Los gritos de
los vecinos interrumpieron la curiosidad de los demás. Incluso la hija menor,
quien había estado arrodillada por horas cómo pidiéndole perdón a la difunta,
se levantó de inmediato. Todos salieron de la casona y Fermín fue el único que
se dispuso a atraparla. Era larga y ruidosa, algunos decían que también era
venenosa. Lo cierto es que se había acomodado plenamente sobre el mesón
mientras comía trozos de los libros de cocina que la anciana solía, años atrás,
leer. Fermín la agarró con tal facilidad como si aquel reptil confiara
plenamente en él. Ante las miradas de los invitados que gritaban que la
desaparezca, él caminó nada más que hasta el fondo del jardín, donde la guardó en una caja y volvió al velatorio.
La muerte de la
señora Rosa la supo de inmediato todo el barrio. –Para ser popular solo hay que
morirse – murmuraba Fermín mientras servía el café con roscas a decenas de
vecinos que se amontonaban como polvo para ver el féretro. Fermín, quien había
trabajado para la Doña durante los últimos veinte años no sabía si la gente se acercaba
por fraternizar con la familia o por comprobar el tamaño de las roscas que la
anciana merendaba todas las tardes en el balcón. La mencionada merienda había
llamado la atención de todos, especialmente de los niños – Mira mamá, el dedo
de la vieja parece un grano de chocolate – solían comentar al ver cómo Doña
Rosa asentaba su pulgar sobre la rosquilla. Fermín recordaba estos episodios
con claridad, porque era él quien tenía que apaciguar a la anciana al escuchar
a aquellos ¨mocosos¨ -como ella les decía- burlarse a metros de su balcón. Lo
cierto era que la difunta tenía un carácter inaguantable, ni siquiera sus
propios hijos solían visitarla. – Tu eres como un hijo para ella Fermín, te
quiso desde que eras un chiquillo, ahora te toca a ti cuidarla- habían sido las
palabras que el mayor de los hijos le dijo al buen Fermín la última vez que fue
a visitarla. Y en efecto, Fermín se sentía como un hijo o al menos pretendía
serlo. Todas las mañanas le preparaba el desayuno y la alimentaba, tal como
ella había hecho con él desde el día que lo descubrió como una ratita asustada
hurgando en el basural.
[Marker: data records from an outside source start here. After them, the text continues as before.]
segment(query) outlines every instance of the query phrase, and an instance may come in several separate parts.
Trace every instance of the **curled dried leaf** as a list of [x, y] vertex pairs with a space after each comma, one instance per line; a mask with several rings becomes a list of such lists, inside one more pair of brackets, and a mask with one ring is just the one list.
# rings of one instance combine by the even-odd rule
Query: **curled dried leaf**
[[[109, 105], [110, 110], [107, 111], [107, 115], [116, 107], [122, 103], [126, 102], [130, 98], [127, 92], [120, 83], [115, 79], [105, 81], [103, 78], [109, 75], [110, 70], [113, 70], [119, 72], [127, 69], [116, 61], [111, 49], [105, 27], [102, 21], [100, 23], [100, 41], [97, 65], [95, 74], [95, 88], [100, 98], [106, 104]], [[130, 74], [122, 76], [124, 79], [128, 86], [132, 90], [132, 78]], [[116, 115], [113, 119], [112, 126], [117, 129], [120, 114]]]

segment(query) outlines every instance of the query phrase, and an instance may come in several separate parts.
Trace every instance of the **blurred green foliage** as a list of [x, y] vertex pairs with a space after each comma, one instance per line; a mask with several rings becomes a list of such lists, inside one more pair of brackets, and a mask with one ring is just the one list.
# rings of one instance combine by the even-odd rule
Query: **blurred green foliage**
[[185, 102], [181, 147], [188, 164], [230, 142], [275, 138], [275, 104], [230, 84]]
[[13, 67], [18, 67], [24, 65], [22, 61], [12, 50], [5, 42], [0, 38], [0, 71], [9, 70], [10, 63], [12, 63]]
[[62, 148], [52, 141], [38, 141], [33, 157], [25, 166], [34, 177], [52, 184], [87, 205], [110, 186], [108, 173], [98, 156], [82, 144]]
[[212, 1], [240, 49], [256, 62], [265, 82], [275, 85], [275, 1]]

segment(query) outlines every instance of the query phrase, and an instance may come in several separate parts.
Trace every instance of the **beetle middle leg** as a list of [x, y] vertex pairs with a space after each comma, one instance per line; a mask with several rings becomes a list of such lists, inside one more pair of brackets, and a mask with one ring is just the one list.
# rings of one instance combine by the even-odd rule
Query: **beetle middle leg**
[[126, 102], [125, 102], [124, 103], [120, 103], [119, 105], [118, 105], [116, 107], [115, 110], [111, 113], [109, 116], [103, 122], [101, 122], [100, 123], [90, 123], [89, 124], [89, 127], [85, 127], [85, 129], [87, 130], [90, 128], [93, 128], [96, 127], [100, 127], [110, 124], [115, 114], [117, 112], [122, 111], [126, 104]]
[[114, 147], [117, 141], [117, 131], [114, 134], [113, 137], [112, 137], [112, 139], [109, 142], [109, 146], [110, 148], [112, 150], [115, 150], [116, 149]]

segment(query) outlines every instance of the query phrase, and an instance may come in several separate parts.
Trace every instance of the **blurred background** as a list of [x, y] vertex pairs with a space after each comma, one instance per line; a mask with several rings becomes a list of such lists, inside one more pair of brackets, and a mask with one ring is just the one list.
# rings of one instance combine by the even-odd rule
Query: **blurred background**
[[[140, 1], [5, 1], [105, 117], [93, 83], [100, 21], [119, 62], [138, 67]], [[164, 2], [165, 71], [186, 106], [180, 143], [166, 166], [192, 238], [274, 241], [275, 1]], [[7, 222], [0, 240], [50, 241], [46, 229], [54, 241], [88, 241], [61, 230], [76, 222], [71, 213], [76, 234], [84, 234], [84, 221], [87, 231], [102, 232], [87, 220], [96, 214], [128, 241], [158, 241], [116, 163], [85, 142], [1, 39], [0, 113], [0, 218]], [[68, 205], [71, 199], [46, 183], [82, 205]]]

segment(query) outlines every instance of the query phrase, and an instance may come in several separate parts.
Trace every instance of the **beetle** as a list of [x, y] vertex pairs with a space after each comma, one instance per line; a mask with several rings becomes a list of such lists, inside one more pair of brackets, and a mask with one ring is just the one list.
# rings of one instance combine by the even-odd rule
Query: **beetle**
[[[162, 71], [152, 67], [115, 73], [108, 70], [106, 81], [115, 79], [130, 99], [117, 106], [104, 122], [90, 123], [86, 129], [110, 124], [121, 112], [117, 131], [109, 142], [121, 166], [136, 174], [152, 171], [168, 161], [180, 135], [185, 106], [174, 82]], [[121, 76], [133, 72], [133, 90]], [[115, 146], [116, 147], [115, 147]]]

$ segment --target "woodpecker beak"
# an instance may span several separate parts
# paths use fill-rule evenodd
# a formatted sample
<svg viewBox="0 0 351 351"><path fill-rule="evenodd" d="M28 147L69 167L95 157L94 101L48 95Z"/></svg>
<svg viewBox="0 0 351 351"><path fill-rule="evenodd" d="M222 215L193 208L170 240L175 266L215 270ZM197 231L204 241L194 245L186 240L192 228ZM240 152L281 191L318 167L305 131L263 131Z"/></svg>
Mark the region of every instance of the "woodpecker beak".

A la tarde, le leía algún libro y le contaba historias
que inventaba sobre los vecinos. Ella, con su rostro seco como hoja de otoño,
creía cada invento que a Fermín se le ocurría - qué imaginación tan colorida la
tuya equeco de mis entrañas - decía la anciana mientras sacaba cualquier pelusa
inexistente de aquel poncho arco iris que él siempre llevaba puesto. Luego de bañarla
y acostarla, él también se iba a descansar a aquella habitación que le habían
asignado desde siempre. Algunas noches no dormía pensando en lo difícil que era
cuidarla, pero todo disfraz repugna a quien lo lleva, pensaba. Y era mejor
disfrazarse de hijo que de ladronzuelo, como lo hacía cuando ella lo rescató.
Luego de
marcharse el último primo lejano del velatorio, la casa quedó vacía. Fermín
terminó de limpiar todo excepto las migas de rosquillas. Esas las juntó en un
pequeño plato de porcelana y se dirigió hacia el jardín. Su nueva amiga, quien
asomó la cabeza apenas se abrió la caja, mordió los pedazos de inmediato. Con
su cola alambrada produjo un ruido amenazante para muchos, pero para la
imaginación tan colorida de Fermín era más bien el sonido del agradecimiento.
De inmediato, agarró uno de los libros y empezó a leérselo a viva voz.